La turbolenta relazione tra Mauro Icardi e Wanda Nara ha raggiunto un nuovo punto di rottura, spostando il focus delle tensioni dall'ambito sentimentale a quello strettamente giuridico. Quella che un tempo era una delle coppie più mediatiche del panorama calcistico internazionale, oggi è protagonista di una complessa disputa patrimoniale che si gioca nelle aule di tribunale, lontano dai riflettori che hanno accompagnato il loro legame per oltre un decennio.
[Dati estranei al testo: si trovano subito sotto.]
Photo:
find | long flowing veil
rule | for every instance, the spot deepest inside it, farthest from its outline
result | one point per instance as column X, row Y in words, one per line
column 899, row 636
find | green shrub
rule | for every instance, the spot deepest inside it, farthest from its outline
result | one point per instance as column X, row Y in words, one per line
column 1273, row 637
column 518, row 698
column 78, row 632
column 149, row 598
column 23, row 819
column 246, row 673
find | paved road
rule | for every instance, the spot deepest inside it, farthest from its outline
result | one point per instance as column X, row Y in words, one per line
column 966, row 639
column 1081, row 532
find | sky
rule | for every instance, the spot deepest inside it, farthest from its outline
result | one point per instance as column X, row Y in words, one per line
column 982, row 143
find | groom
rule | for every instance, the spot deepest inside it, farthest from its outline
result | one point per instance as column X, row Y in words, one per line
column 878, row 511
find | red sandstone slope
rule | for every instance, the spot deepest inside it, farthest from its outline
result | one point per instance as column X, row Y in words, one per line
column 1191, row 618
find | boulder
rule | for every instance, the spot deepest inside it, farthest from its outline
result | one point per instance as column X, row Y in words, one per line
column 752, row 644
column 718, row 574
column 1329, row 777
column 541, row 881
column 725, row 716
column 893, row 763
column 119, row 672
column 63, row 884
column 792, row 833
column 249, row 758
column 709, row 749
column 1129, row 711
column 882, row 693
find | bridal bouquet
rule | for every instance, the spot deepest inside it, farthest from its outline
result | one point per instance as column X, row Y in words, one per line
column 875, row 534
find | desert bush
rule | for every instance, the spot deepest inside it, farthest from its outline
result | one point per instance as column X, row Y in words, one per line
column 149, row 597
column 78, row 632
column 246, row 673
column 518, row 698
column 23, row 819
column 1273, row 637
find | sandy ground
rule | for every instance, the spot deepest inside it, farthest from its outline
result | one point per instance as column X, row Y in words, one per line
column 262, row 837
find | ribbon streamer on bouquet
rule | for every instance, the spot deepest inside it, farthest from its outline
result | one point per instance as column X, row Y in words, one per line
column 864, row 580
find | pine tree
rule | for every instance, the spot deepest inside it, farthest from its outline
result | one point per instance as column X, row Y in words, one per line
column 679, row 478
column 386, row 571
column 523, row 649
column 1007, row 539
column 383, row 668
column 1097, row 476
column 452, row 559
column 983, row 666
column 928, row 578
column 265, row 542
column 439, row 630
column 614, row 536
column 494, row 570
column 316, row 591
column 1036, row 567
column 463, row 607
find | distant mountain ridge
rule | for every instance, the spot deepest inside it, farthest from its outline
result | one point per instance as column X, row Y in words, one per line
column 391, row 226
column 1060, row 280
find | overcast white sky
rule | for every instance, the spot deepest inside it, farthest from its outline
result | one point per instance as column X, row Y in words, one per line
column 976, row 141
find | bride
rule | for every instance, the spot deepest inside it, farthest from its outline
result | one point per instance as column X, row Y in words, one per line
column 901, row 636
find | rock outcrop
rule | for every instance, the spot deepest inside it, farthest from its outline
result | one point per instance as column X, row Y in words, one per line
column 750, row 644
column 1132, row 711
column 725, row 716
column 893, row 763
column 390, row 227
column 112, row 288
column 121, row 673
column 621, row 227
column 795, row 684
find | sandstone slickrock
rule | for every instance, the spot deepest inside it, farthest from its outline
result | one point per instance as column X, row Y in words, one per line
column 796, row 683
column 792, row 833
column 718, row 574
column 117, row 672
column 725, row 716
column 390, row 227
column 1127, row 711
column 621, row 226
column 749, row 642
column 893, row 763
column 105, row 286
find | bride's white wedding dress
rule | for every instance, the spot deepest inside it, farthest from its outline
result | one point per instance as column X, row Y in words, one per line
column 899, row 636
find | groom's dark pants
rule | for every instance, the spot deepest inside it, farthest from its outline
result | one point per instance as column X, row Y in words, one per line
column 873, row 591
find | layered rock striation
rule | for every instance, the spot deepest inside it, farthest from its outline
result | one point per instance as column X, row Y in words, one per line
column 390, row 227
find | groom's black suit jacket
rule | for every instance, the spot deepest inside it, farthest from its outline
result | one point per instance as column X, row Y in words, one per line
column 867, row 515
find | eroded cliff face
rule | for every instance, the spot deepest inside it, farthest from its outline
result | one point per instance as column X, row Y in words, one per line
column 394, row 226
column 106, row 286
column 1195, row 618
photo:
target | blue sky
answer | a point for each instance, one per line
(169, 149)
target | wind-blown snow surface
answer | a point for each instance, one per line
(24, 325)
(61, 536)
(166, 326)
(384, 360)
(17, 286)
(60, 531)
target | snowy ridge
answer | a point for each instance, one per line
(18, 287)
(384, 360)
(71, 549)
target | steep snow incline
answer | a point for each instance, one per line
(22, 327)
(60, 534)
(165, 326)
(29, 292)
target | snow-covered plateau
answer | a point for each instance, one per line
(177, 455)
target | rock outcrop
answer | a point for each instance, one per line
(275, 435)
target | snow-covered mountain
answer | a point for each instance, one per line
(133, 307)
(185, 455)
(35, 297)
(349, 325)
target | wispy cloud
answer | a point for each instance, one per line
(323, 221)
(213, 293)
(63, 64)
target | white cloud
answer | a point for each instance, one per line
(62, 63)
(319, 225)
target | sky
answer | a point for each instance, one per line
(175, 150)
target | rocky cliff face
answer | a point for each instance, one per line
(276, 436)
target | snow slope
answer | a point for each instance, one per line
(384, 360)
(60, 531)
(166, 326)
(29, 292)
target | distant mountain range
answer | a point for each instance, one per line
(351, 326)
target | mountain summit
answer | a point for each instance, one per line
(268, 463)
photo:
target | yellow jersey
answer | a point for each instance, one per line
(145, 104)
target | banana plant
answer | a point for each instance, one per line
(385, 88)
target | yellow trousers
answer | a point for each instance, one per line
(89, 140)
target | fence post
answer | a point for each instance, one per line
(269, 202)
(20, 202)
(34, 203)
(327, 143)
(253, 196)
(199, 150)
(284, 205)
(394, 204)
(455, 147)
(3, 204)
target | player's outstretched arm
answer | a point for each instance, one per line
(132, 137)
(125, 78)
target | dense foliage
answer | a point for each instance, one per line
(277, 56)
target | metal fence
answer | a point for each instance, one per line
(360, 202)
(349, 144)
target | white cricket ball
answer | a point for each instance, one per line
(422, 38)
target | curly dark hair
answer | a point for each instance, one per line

Attualmente, la controversia si è concentrata presso il Tribunale di Milano, dove l'attaccante del Galatasaray ha intentato una causa per riottenere la proprietà di diversi immobili acquistati in Italia durante gli anni del suo matrimonio con la showgirl argentina. La questione è stata affrontata questa mattina nella prima udienza davanti al giudice, Dott.ssa Ilaria Gentile, della V sezione civile del Tribunale di Milano, che al termine dell’udienza ha proposto la possibilità di una transazione per tentare di chiudere la controversia in via conciliativa. Mauro Icardi è assistito dagli avvocati Valeria De Vellis e Raffaele Rigitano, mentre Wanda Nara è rappresentata dall’avvocato Giuseppe Di Carlo.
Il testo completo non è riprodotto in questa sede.